Yollar uzun bu yaşa kadar, engebeler mükemmelliyetçi insanlar için çok… Güzel olan şu ki; bu yaşa geldiğinde ne o mazideki zorlukların acısını hissediyorsun ne de geleceğin kaygısını. Geçmişi unutmadan geleceğe umut ederek yapıyorsun bunu da… İşte bu da hayatta seni farklı kılan bir madalya oluyor boynunda…

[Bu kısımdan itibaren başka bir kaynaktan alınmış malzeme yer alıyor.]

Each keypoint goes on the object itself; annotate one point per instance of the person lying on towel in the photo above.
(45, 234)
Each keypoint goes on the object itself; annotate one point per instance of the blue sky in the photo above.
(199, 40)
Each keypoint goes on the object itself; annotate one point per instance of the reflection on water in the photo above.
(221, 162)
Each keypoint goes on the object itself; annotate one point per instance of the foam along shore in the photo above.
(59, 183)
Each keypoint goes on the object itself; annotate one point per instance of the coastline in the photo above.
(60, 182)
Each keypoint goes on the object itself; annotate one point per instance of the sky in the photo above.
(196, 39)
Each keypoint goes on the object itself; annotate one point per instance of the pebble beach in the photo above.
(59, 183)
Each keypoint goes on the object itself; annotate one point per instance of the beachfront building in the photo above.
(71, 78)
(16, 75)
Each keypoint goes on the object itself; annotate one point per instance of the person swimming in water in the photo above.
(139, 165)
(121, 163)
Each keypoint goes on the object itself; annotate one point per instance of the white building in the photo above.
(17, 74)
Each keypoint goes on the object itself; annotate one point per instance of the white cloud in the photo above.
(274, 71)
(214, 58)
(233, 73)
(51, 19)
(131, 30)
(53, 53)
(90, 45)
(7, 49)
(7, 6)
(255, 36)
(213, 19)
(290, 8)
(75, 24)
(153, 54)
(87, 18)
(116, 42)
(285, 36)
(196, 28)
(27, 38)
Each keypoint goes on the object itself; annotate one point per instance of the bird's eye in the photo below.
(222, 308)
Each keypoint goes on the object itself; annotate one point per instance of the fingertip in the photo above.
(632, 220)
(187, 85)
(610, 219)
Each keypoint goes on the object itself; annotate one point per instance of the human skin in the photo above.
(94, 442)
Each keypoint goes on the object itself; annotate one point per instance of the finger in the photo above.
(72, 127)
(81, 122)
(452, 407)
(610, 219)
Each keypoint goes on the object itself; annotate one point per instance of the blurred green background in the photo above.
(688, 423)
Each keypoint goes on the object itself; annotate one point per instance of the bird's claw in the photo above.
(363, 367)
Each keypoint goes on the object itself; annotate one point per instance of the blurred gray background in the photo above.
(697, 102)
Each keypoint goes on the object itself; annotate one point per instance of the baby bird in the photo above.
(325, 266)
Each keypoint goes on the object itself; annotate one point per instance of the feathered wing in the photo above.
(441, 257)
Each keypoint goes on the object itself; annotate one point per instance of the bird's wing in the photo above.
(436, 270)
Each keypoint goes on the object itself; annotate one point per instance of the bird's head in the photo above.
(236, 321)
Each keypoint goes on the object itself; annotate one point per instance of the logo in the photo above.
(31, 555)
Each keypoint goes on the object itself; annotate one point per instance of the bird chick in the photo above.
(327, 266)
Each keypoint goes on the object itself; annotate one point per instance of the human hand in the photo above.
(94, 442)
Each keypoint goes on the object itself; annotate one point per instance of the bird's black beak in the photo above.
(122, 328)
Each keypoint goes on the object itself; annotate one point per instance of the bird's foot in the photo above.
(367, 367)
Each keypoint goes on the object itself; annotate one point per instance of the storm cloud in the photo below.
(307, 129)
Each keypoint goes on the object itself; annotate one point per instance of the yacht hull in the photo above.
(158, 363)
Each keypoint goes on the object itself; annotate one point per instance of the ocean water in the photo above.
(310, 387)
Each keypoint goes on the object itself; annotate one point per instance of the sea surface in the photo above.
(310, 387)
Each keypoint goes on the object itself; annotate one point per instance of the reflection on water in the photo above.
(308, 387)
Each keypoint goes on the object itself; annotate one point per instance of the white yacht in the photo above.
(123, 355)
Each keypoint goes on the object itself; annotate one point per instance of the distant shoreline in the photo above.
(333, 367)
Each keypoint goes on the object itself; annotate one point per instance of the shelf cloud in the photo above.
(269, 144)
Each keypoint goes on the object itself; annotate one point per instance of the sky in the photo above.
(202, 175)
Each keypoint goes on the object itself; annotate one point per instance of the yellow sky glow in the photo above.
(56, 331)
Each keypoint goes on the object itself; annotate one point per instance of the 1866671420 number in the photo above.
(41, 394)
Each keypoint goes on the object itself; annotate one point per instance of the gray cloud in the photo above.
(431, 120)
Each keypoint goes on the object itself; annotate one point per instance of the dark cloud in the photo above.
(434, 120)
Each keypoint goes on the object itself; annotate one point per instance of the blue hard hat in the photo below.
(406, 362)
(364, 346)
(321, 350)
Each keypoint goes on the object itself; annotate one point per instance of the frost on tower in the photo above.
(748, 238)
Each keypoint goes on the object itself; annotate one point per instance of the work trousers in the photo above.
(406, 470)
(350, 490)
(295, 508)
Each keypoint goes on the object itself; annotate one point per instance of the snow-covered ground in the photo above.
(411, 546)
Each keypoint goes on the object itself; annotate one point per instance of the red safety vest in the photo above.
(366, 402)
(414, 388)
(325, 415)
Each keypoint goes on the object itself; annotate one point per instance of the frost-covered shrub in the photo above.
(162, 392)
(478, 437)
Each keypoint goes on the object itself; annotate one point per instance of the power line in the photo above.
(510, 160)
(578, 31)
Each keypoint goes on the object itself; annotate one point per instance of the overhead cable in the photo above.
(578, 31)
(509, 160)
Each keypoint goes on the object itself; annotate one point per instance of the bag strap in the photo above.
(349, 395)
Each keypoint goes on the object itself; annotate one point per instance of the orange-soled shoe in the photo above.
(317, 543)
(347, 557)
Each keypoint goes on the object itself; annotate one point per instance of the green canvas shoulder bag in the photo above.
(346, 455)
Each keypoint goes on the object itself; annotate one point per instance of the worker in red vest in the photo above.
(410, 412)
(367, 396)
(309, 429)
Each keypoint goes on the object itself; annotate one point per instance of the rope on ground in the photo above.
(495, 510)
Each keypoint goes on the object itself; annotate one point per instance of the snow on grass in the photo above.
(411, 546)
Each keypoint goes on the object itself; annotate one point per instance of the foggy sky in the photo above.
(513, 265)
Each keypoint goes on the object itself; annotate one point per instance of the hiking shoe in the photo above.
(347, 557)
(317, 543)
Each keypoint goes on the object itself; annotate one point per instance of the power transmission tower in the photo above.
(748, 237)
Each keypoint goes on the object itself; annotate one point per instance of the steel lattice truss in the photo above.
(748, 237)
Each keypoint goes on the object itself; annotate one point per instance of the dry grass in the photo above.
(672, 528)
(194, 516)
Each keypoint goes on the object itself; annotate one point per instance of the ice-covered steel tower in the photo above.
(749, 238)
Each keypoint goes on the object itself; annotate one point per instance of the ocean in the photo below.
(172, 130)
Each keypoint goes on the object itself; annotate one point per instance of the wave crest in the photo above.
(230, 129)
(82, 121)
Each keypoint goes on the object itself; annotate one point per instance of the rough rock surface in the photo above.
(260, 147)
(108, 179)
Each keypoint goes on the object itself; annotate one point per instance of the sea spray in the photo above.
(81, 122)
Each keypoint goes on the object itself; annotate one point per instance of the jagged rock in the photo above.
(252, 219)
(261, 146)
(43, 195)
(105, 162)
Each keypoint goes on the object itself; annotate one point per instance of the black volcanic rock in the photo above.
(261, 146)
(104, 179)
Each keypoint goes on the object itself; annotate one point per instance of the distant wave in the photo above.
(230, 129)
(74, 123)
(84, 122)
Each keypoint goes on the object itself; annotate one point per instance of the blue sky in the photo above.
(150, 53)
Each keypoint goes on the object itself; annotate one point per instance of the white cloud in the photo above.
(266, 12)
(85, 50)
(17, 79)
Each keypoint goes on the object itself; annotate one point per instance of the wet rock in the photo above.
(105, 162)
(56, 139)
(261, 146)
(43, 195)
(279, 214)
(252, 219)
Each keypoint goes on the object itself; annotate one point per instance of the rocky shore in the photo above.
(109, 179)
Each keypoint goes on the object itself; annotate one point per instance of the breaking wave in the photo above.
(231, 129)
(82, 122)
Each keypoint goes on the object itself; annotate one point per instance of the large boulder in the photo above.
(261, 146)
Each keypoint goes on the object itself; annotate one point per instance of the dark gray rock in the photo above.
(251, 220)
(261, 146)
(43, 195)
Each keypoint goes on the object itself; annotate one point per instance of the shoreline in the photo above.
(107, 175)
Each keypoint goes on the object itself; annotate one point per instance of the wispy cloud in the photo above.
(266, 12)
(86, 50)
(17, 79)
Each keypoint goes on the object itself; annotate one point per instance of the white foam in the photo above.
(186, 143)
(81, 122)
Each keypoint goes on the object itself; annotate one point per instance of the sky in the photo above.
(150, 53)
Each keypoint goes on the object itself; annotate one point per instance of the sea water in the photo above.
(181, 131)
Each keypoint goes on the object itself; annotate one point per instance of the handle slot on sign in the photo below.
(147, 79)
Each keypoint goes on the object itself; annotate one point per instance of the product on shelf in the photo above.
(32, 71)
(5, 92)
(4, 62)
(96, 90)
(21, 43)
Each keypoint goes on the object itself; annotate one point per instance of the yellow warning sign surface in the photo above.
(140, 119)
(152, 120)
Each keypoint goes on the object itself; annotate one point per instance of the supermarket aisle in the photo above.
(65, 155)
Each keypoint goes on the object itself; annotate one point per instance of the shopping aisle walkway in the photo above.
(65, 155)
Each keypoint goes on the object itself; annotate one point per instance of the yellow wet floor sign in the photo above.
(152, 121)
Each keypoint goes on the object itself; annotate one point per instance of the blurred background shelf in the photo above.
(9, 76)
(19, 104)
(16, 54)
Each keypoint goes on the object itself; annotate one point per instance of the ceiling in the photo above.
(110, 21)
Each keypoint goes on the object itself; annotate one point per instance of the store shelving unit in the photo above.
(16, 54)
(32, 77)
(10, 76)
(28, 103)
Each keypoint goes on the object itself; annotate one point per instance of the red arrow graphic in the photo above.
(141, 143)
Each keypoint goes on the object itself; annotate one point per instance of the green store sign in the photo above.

Kıskançlık insanın doğasında var olan, kıskananı içten içe yiyip bitiren, kıskanılanı bir basamak daha gökyüzüne yükselten bir duygu… Bunun ferahlığı sarıyor bakışları fark ettiğinde. Eskiden üniversite arkadaşlarınla gittiğin fal kafelerdeki ablaların ‘sende nazar var, çok kıskanılıyorsun’ sözcükleri seni o günlerde telaşa sürüklemiş olsa da bugün kıskanılmanın erdem olduğunu hissediyorsun ve kıskanana gülümseyebiliyorsun. Çünkü biliyorsun ki, yerinde olmak, yanında durmak için nelerini vermezdi…

Hayat! deyip attığın adımları sağlamlaştırdıkça, ayağına taş değmesin diyenlerin çok da bir anlam ifade etmediğini görüyorsun… Yol bu; taş da değebilir kaya da… Aslolan ne yaptın bunlar karşısında? Yürümeyi mi seçtin yeniden farklı bir güzergahta bazen aynı bazen farklı hedefe, yoksa dönmeyi mi seçtin başladığın çizgiye… İşte seçimler ile hayat şekilleniyor dedim ya, hayatı şekillendirmenin senin elinde olduğunu anlıyorsun iyice bu yaşta. 

Korkmuyor musun hiç? Hmmmm hem de deli gibi… Vazgeçmeyi hiç mi düşünmüyorsun? Offf offf offf hem de nasıl… Eee???

Neden başladığını hatırlıyorsun! Başlarken ki heyecanını, hayallerini ve varacağın hedefi… Kendini… Gerçekleştiğindeki aynadaki yüz ifadeni… Ve yeni bir yol ayrımına getiriyor bu anlar seni. Seçim yine senin… Ve hangi tarafı seçersen seç mutluluk garanti… Çünkü SEÇİM SENİN!